Sea/landscape. Lower left margin yellow ochre and green brush work. Right margin green and yellow marks mingle with blue indicating water. The horizon is high at three quarters of the canvas. The shoreline and headland extend from left margin almost to right margin and a dark shape which indicates a rocky outcrop below. Upper left margin two white rectangles indicate the Pedn-Olva Hotel.
LL ochre brush point Scales (partly concealed by frame, not fully legible)
Verso framer's label Spooners of Auckland
Purchased by original owner from the artist in her Brentwood Avenue flat, Mt Eden, Auckland, New Zealand, 1976, just prior to the artist returning to Europe. Dated in reference to Bay Landscape, St Ives, Cornwall [BC057].
In answer to questionnaire sent by B. de Lange 1983, original owner wrote, “I was attracted to this painting initially by the artist's very sensitive treatment and the lovely colour especially the white building and the blue of the sea … Note particularly the brushwork, delicately placed to achieve the desired effect.”
The location of this work was identified by British artist, Patrick Heron, while as an artist-in-residence at the International Art Workshop, Teschemakers Resort, Kakanui, Oamaru, 9 February - 1 March, 1991.
This is one of a series of paintings based on the location of the Pedn-Olva Hotel on Porthminster Beach. Pedn-Olva means 'lookout on the headland'. The hotel is a registered navigational mark for ships which perhaps added to its attraction as a subject for Scales, with her lifelong interest in boats, ships, piers and the sea.
This painting shows the eastern side of the Pedn-Olva Hotel, St Ives, England with the headland behind.
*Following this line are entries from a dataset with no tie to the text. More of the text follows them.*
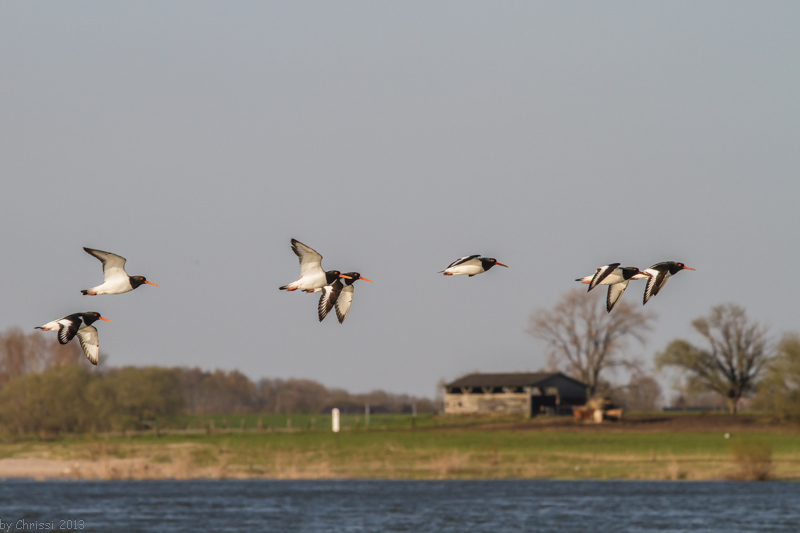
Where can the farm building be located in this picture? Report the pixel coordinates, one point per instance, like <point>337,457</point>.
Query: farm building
<point>518,393</point>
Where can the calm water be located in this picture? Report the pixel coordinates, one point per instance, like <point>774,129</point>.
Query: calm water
<point>415,506</point>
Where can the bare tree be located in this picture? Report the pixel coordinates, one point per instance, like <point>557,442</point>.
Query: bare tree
<point>642,393</point>
<point>779,391</point>
<point>584,338</point>
<point>738,350</point>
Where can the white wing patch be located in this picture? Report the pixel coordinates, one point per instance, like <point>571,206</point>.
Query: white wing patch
<point>343,303</point>
<point>614,294</point>
<point>310,260</point>
<point>89,343</point>
<point>601,274</point>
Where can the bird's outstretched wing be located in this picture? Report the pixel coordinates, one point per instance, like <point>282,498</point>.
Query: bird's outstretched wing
<point>601,274</point>
<point>113,264</point>
<point>310,260</point>
<point>89,343</point>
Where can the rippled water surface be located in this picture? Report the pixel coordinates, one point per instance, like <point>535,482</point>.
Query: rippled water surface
<point>366,506</point>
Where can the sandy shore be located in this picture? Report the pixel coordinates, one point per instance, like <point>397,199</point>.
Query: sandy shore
<point>105,469</point>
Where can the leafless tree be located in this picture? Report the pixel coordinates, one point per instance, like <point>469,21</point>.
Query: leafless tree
<point>642,393</point>
<point>584,339</point>
<point>738,351</point>
<point>779,391</point>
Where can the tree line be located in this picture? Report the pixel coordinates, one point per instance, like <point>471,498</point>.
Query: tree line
<point>736,359</point>
<point>48,388</point>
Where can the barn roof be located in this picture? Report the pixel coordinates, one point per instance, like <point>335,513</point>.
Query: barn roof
<point>514,379</point>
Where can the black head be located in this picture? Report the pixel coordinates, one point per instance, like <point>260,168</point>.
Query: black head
<point>92,316</point>
<point>140,280</point>
<point>489,262</point>
<point>332,275</point>
<point>675,267</point>
<point>354,276</point>
<point>629,272</point>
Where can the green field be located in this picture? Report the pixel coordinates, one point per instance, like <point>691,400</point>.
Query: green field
<point>432,447</point>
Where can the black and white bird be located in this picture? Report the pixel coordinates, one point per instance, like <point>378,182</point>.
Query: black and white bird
<point>115,279</point>
<point>659,274</point>
<point>339,294</point>
<point>79,324</point>
<point>616,278</point>
<point>312,277</point>
<point>471,265</point>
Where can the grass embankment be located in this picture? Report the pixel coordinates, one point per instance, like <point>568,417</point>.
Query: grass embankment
<point>691,447</point>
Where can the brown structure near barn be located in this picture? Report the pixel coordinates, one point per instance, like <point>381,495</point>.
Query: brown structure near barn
<point>526,394</point>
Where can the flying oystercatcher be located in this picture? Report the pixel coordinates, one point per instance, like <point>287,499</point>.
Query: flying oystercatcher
<point>616,278</point>
<point>312,277</point>
<point>339,294</point>
<point>115,279</point>
<point>79,324</point>
<point>471,265</point>
<point>659,274</point>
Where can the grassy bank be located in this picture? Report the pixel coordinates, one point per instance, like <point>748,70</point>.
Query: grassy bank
<point>431,447</point>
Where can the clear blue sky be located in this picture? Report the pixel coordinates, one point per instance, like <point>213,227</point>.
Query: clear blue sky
<point>197,138</point>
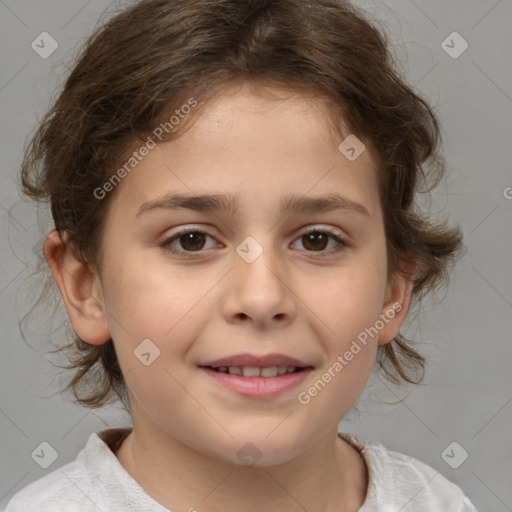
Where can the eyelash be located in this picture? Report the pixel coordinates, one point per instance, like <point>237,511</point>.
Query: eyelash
<point>191,254</point>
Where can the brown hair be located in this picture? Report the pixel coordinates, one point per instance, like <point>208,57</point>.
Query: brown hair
<point>149,59</point>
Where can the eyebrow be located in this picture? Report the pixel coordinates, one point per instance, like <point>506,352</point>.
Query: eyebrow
<point>229,203</point>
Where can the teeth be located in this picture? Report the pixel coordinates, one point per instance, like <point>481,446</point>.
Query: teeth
<point>253,371</point>
<point>269,372</point>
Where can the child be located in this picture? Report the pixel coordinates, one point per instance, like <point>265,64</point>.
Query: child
<point>236,243</point>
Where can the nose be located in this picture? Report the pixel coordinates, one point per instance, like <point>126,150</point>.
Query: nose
<point>260,292</point>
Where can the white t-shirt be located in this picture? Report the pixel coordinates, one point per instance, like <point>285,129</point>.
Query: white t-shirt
<point>96,481</point>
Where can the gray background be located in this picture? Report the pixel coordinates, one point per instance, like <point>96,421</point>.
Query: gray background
<point>467,395</point>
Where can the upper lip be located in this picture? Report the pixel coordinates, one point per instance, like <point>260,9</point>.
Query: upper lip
<point>263,361</point>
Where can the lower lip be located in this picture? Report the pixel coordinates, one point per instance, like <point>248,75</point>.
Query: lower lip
<point>258,387</point>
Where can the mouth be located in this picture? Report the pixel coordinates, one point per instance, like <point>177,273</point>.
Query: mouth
<point>257,376</point>
<point>266,372</point>
<point>250,365</point>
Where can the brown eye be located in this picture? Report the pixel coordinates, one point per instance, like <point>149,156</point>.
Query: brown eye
<point>186,242</point>
<point>193,241</point>
<point>315,241</point>
<point>318,241</point>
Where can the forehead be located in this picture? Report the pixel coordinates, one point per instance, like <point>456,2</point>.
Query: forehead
<point>255,143</point>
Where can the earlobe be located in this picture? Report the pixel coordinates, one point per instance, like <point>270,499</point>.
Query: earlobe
<point>397,301</point>
<point>80,287</point>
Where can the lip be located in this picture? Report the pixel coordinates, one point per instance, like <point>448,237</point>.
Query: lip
<point>258,387</point>
<point>260,361</point>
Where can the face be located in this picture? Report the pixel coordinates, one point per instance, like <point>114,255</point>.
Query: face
<point>203,284</point>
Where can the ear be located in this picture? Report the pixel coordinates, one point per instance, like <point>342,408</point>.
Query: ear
<point>80,287</point>
<point>396,302</point>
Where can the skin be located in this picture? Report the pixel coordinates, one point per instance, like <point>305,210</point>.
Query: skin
<point>291,300</point>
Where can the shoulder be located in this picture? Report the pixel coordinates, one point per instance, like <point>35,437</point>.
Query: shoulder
<point>74,487</point>
<point>399,480</point>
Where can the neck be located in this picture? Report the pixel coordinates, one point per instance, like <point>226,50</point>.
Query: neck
<point>329,477</point>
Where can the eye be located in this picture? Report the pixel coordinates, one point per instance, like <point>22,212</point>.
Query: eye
<point>191,240</point>
<point>316,240</point>
<point>194,241</point>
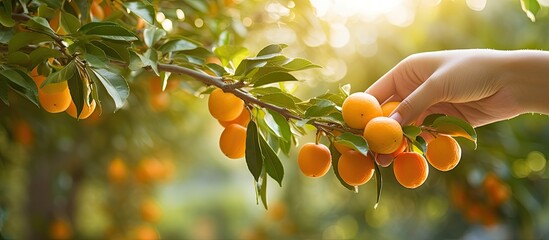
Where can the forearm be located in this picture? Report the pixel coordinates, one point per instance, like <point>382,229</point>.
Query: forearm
<point>527,72</point>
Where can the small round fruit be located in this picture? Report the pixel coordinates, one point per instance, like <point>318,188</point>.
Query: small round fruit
<point>384,135</point>
<point>117,171</point>
<point>243,119</point>
<point>359,108</point>
<point>87,110</point>
<point>314,160</point>
<point>96,11</point>
<point>340,147</point>
<point>224,106</point>
<point>388,108</point>
<point>354,168</point>
<point>54,102</point>
<point>233,141</point>
<point>411,169</point>
<point>443,153</point>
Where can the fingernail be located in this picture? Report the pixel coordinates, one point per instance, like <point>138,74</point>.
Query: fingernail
<point>396,116</point>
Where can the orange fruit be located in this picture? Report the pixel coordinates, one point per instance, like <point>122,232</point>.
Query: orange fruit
<point>149,210</point>
<point>497,191</point>
<point>443,152</point>
<point>145,232</point>
<point>159,101</point>
<point>23,133</point>
<point>400,148</point>
<point>340,147</point>
<point>87,110</point>
<point>117,171</point>
<point>233,141</point>
<point>140,23</point>
<point>224,106</point>
<point>354,168</point>
<point>384,135</point>
<point>243,119</point>
<point>54,102</point>
<point>388,108</point>
<point>60,229</point>
<point>410,169</point>
<point>359,108</point>
<point>314,159</point>
<point>96,11</point>
<point>277,211</point>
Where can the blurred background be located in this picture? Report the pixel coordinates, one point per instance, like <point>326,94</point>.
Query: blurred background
<point>155,168</point>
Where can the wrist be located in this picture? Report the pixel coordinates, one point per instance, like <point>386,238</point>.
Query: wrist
<point>528,79</point>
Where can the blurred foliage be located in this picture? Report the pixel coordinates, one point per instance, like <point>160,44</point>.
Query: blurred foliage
<point>57,176</point>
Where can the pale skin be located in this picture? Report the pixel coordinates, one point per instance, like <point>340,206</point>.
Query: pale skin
<point>480,86</point>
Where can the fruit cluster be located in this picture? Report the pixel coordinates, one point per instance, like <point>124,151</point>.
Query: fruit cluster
<point>231,113</point>
<point>481,204</point>
<point>387,144</point>
<point>56,97</point>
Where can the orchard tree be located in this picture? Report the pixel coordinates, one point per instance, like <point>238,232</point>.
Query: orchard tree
<point>83,57</point>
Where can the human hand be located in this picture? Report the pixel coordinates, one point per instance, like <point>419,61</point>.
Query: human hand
<point>479,86</point>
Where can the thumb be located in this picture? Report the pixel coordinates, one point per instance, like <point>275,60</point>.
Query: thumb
<point>423,97</point>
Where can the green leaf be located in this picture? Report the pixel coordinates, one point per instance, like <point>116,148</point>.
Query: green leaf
<point>278,124</point>
<point>180,44</point>
<point>273,77</point>
<point>379,181</point>
<point>143,9</point>
<point>69,22</point>
<point>40,24</point>
<point>28,87</point>
<point>62,75</point>
<point>272,49</point>
<point>18,58</point>
<point>135,61</point>
<point>5,14</point>
<point>96,57</point>
<point>455,127</point>
<point>77,89</point>
<point>150,58</point>
<point>297,64</point>
<point>320,108</point>
<point>108,30</point>
<point>254,158</point>
<point>113,51</point>
<point>335,162</point>
<point>262,189</point>
<point>152,34</point>
<point>411,132</point>
<point>115,84</point>
<point>272,162</point>
<point>353,141</point>
<point>336,98</point>
<point>531,8</point>
<point>335,117</point>
<point>231,54</point>
<point>46,12</point>
<point>41,54</point>
<point>23,39</point>
<point>279,99</point>
<point>4,91</point>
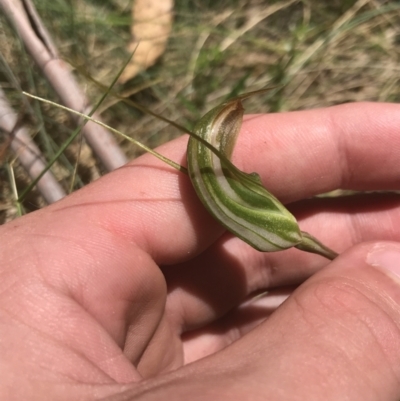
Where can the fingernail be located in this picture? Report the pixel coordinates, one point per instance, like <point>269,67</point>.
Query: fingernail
<point>385,256</point>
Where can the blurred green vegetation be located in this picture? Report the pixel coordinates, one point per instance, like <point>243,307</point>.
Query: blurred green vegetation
<point>318,53</point>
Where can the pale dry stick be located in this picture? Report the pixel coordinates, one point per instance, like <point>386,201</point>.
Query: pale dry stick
<point>28,153</point>
<point>37,41</point>
<point>237,200</point>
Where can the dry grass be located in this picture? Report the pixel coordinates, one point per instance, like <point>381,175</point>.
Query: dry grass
<point>320,53</point>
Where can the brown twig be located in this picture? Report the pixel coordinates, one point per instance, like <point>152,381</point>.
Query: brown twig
<point>37,41</point>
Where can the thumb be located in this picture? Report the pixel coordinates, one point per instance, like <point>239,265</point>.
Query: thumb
<point>336,338</point>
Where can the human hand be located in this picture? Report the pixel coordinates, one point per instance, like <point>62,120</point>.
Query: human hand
<point>113,291</point>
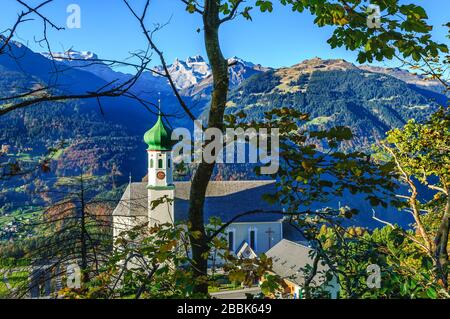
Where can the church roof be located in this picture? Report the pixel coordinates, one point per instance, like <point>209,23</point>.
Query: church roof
<point>290,258</point>
<point>224,199</point>
<point>159,137</point>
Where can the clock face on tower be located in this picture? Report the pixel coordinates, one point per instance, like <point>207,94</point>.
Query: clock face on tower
<point>160,175</point>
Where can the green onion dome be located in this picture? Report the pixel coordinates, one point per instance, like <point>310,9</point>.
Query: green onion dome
<point>158,138</point>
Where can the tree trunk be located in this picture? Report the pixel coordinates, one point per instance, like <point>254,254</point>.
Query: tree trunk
<point>219,67</point>
<point>441,243</point>
<point>83,239</point>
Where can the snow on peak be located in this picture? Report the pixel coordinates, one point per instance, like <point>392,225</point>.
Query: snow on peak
<point>71,55</point>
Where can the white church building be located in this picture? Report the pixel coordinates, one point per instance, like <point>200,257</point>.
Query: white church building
<point>224,199</point>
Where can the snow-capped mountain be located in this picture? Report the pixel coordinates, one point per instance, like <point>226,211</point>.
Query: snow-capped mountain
<point>194,78</point>
<point>71,55</point>
<point>88,61</point>
<point>188,73</point>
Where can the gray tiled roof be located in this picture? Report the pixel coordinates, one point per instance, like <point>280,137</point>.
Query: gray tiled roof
<point>288,260</point>
<point>224,199</point>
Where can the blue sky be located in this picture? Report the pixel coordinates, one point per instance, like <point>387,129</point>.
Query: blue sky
<point>279,39</point>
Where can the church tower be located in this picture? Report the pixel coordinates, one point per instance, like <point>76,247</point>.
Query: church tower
<point>160,179</point>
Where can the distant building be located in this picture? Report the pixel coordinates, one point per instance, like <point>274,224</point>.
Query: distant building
<point>225,199</point>
<point>289,259</point>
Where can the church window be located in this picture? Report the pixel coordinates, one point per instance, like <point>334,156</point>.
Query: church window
<point>231,240</point>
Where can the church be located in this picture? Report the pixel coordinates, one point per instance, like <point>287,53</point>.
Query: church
<point>248,236</point>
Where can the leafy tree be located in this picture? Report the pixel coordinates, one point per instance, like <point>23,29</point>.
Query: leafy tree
<point>403,31</point>
<point>421,156</point>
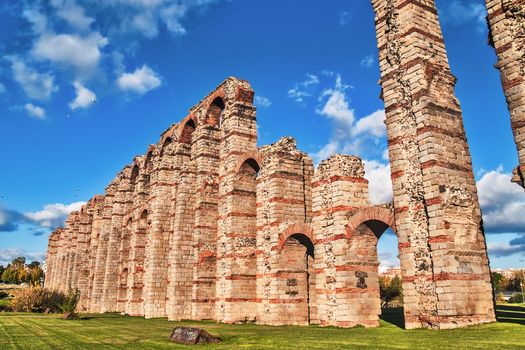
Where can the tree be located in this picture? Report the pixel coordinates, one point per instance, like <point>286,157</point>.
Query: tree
<point>514,283</point>
<point>18,272</point>
<point>389,289</point>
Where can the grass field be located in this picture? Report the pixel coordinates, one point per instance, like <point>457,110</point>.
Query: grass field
<point>111,331</point>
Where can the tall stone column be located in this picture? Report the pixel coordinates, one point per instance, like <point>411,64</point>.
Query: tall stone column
<point>506,20</point>
<point>96,223</point>
<point>51,259</point>
<point>236,238</point>
<point>111,274</point>
<point>446,280</point>
<point>206,143</point>
<point>102,249</point>
<point>140,230</point>
<point>338,189</point>
<point>83,246</point>
<point>159,163</point>
<point>285,281</point>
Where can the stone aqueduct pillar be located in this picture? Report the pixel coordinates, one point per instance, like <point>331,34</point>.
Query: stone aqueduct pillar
<point>236,233</point>
<point>446,277</point>
<point>339,188</point>
<point>208,226</point>
<point>506,20</point>
<point>284,205</point>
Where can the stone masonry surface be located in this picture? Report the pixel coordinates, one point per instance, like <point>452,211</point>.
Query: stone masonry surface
<point>206,225</point>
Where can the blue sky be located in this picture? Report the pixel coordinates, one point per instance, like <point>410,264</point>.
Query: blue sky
<point>85,85</point>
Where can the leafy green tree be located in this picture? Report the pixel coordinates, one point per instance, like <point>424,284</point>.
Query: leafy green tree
<point>389,289</point>
<point>514,283</point>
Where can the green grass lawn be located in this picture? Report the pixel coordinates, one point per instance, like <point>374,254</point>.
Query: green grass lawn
<point>111,331</point>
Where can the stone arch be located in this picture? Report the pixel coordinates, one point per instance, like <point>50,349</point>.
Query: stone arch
<point>377,218</point>
<point>295,276</point>
<point>252,158</point>
<point>143,214</point>
<point>186,129</point>
<point>364,230</point>
<point>214,112</point>
<point>150,153</point>
<point>165,144</point>
<point>297,228</point>
<point>135,172</point>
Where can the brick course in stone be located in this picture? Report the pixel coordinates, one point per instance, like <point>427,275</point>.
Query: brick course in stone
<point>206,225</point>
<point>506,19</point>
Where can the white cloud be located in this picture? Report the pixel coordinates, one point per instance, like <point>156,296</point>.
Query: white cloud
<point>38,21</point>
<point>36,85</point>
<point>465,12</point>
<point>261,101</point>
<point>373,124</point>
<point>303,89</point>
<point>53,215</point>
<point>504,249</point>
<point>379,181</point>
<point>140,81</point>
<point>84,98</point>
<point>9,254</point>
<point>34,111</point>
<point>70,50</point>
<point>337,106</point>
<point>502,203</point>
<point>367,61</point>
<point>72,13</point>
<point>350,134</point>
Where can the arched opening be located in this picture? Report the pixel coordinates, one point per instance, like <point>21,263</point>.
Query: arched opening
<point>214,115</point>
<point>296,281</point>
<point>187,132</point>
<point>134,174</point>
<point>147,162</point>
<point>250,167</point>
<point>165,145</point>
<point>124,265</point>
<point>378,277</point>
<point>136,266</point>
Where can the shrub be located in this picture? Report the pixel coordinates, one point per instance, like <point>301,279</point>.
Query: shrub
<point>5,305</point>
<point>516,298</point>
<point>37,299</point>
<point>69,305</point>
<point>500,298</point>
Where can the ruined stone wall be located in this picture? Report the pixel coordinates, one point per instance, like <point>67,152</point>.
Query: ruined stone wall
<point>446,279</point>
<point>506,19</point>
<point>206,225</point>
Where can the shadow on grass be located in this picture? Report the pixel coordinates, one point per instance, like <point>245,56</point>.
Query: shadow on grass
<point>394,316</point>
<point>510,314</point>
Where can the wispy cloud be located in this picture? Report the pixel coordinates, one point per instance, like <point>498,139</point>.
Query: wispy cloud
<point>304,88</point>
<point>465,12</point>
<point>142,80</point>
<point>35,111</point>
<point>36,85</point>
<point>261,101</point>
<point>368,61</point>
<point>502,203</point>
<point>49,217</point>
<point>84,97</point>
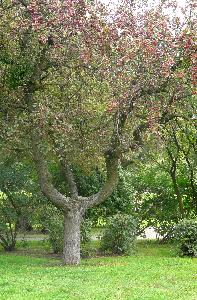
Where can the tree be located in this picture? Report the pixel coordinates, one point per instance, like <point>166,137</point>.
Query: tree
<point>81,87</point>
<point>18,201</point>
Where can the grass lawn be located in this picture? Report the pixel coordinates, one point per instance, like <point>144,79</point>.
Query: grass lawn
<point>153,273</point>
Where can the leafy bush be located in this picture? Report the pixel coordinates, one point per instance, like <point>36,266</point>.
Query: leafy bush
<point>18,196</point>
<point>120,235</point>
<point>185,234</point>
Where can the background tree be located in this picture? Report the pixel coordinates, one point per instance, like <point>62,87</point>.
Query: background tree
<point>80,88</point>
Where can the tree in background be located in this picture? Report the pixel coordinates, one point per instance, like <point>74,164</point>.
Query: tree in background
<point>19,200</point>
<point>82,87</point>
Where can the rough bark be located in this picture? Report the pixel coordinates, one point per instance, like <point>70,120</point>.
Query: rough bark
<point>71,251</point>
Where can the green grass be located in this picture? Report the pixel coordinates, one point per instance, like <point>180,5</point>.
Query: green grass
<point>154,273</point>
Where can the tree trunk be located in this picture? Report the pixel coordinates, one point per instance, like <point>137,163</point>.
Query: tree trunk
<point>178,195</point>
<point>71,251</point>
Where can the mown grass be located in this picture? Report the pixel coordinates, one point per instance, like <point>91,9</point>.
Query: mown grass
<point>153,273</point>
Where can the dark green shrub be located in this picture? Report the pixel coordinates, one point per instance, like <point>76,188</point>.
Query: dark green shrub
<point>185,234</point>
<point>120,234</point>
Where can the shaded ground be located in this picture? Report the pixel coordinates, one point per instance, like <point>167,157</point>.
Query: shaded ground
<point>154,273</point>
Diana Mills, Flora Scales’s great niece, in a letter to B. de Lange, 12.11.1983: “I visited her there in a sparsely furnished house on the side of a hill. It was jolly cold and the wind was prevented from making life completely miserable only by thick red velvet curtains. Heavy as they were they still blew at an angle into the room...I was appalled by the lack of comfort with which she lived her life.”
The 1950s saw the burgeoning of the St Ives School of artists in England which included Barbara Hepworth, Ben Nicholson, Terry Frost, Patrick Heron, Roger Hilton, Peter Lanyon, Bryan Wynter and Bernard Leach.
After the death of her mother Flora Scales moved to Cornwall, England. Flora Scales in conversation with Janet Paul, Rotorua, New Zealand, 27 March 1979: “I went to a horrible room in Mousehole, all yellow rocks. Not a good place for painting. Back to St Ives. I lived in a little hotel on the sea front at Penzance. Had a sale and then went back to St Ives. I used to pass Barbara Hepworth's studio and could hear her hammering. She was always hammering. I didn't like to disturb her and never went in."
In her series of studies of this subject Scales may well have moved between a greater and lesser degree of abstraction making it difficult to determine in which order they were painted.
Lower margin left yellow ochre and green brush work resembles the agave shapes seen in Scales’s paintings made in St Tropez, France such as Untitled [Basilica and Lighthouse, St Tropez] [BC020] and Basilica and Lighthouse, St Tropez, Southern France [BC021].
Images taken from photographic transparency slides.